What’s the difference between lawyers and buzzards?

-Lawyers have removable wing tips.

what is the difference between a lawyer and a vampire?
– A vampire only suck blood at night.

What do you throw to a drowning lawyer? -His partners.

Why did the post office recall the new lawyer stamps? -Because people could not tell which side to spit on.

what is the difference between a a lawyer and a jellyfish?
– One is a spineless, poisonous blob. The other is a form of a sea life.

Why don’t lawyers go to the beach? -Cats keep trying to bury them.

How do you get a group of personal injury lawyers to smile for a picture? -Just say “Fees!”

Why did God invent lawyers? -So that the real estate agents would have someone to look down on.

If you see a lawyer on a bicycle, why don’t you swerve to hit him? -It might be your bicycle.

Why are there so many lawyers in the U.S.?
-Because St.
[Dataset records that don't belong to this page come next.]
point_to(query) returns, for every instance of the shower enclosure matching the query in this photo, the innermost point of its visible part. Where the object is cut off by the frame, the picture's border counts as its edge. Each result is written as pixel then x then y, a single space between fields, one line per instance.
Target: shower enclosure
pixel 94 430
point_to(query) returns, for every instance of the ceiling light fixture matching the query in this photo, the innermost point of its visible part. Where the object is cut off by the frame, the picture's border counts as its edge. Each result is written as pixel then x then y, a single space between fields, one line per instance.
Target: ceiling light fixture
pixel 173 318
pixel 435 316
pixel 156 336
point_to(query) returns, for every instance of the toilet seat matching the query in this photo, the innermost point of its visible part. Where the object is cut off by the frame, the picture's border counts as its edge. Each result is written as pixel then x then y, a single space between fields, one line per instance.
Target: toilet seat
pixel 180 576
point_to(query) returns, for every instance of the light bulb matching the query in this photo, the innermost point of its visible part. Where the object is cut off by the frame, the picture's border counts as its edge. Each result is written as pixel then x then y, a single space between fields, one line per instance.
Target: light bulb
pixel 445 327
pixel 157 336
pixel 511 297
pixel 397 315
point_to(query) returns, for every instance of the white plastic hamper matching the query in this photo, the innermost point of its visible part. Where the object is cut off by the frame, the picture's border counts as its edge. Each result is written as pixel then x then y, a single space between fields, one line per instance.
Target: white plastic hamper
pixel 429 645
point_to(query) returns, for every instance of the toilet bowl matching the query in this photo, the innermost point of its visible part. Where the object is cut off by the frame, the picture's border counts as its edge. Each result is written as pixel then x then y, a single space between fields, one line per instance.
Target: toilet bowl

Patrick chased the snakes out of Ireland.

what do you call 400 lawyers at the bottom of the Pacific Ocean?
– A great place to start.

What’s brown and looks really good on a lawyer? -A Doberman..
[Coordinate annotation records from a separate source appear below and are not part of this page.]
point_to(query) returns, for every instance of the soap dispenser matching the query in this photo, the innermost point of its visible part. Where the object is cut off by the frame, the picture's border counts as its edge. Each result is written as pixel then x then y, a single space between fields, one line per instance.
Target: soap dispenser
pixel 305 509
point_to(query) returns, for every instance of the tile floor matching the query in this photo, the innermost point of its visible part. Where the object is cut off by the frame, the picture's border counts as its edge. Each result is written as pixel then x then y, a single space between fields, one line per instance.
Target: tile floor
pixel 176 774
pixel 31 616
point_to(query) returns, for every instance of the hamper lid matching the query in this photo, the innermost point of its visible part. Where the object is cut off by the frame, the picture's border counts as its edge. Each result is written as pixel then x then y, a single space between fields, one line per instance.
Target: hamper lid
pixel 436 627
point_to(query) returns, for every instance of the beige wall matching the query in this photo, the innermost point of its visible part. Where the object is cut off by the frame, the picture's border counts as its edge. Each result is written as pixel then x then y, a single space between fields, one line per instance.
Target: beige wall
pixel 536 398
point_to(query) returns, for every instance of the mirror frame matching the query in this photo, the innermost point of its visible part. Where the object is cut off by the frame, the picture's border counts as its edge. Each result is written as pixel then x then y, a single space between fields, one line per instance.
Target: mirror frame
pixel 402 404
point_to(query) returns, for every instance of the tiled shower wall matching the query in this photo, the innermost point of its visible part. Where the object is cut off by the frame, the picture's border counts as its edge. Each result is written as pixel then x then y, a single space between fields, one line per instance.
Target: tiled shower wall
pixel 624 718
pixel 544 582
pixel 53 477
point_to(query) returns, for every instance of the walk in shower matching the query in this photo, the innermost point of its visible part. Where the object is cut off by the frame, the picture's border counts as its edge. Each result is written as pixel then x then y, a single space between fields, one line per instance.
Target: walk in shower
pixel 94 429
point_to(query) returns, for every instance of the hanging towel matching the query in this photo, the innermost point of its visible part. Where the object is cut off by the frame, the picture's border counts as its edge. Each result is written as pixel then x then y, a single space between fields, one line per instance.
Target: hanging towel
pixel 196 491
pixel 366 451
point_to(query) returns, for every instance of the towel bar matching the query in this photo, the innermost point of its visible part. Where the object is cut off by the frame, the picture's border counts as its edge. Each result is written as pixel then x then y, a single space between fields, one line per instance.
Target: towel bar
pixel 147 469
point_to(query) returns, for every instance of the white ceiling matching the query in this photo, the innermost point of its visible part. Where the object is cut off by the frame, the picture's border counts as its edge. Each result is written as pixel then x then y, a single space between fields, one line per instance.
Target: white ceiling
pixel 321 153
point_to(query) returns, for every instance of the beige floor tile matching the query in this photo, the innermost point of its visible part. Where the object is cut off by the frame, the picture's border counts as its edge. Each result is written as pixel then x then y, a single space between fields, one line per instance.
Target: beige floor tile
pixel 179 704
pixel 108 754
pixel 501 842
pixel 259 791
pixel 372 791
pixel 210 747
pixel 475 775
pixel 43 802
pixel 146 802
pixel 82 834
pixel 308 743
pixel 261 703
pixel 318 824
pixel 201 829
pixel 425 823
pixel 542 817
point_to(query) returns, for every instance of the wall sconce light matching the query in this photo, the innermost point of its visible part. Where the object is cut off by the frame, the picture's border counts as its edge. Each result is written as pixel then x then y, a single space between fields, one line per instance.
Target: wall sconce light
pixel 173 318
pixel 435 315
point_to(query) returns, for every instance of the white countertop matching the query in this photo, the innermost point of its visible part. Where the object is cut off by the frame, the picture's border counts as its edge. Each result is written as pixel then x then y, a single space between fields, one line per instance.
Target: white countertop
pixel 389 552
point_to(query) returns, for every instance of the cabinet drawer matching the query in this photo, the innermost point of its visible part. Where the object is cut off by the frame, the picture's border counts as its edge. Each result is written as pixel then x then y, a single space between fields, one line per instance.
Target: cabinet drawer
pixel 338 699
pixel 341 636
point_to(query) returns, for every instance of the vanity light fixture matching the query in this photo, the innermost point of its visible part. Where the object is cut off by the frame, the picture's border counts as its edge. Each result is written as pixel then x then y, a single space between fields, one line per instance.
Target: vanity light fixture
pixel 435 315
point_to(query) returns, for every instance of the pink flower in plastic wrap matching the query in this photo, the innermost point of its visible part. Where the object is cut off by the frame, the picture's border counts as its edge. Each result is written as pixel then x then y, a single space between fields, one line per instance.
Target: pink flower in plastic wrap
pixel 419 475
Did you hear about the new sushi bar that caters exclusively to lawyers? -It’s called, Sosumi.

How are an apple and a lawyer alike?
– They both look good hanging from a tree.

What do you call 5000 dead lawyers at the bottom of the ocean? -A good start!
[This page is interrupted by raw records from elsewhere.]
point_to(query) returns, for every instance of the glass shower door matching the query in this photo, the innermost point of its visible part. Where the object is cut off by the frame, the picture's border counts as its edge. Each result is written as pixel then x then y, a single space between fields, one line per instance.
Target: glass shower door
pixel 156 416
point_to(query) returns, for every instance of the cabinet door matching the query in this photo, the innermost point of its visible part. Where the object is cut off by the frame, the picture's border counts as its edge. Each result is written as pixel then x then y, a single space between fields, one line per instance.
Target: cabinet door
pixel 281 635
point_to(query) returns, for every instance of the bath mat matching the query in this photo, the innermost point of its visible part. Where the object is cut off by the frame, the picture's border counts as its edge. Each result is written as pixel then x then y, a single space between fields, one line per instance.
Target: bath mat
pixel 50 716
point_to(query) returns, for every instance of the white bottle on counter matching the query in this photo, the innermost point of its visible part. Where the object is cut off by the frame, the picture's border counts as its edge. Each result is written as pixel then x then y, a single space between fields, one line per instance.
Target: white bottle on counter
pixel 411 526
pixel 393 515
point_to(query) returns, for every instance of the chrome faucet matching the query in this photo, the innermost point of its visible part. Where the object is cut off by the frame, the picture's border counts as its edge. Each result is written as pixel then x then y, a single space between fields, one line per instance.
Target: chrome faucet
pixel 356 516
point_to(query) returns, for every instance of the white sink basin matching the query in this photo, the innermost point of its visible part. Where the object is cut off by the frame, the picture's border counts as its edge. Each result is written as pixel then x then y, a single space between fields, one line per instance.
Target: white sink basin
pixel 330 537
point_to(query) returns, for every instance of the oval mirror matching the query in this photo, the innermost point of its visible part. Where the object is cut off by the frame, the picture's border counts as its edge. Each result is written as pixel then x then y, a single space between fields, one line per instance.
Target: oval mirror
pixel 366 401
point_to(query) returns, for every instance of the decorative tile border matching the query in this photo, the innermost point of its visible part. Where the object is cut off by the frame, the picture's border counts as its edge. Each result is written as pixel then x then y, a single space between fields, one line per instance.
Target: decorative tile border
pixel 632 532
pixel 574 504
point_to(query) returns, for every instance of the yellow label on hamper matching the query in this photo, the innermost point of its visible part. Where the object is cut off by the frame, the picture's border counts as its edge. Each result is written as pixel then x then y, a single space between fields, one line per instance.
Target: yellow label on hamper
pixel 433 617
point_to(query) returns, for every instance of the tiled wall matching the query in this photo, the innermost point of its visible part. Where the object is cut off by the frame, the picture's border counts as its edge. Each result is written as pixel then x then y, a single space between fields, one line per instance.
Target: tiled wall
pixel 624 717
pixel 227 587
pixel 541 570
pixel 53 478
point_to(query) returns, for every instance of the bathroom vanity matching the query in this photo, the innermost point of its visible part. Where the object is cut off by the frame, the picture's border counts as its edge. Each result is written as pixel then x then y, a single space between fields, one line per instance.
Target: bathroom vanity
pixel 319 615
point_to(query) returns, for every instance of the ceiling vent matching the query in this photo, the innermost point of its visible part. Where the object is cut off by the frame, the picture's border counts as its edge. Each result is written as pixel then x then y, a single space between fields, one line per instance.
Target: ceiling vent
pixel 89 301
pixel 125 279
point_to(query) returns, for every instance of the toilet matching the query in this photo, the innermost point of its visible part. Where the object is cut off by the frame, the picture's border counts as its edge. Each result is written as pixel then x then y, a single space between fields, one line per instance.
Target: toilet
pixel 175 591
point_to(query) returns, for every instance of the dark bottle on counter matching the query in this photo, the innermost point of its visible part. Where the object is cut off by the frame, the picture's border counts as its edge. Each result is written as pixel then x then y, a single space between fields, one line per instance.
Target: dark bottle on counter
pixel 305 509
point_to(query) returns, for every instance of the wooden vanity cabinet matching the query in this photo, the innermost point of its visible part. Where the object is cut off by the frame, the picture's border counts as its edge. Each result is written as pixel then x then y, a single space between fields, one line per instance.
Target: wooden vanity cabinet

How does an attorney sleep? -First he lies on one side, and then on the other.

What’s the difference between a lawyer and a gigolo?
– A gigolo only screws one person at a time.

Why are lawyers like nuclear weapons? -If one side has one, the other side has to get one. Once launched, they cannot be recalled. When they land, they screw up everything forever.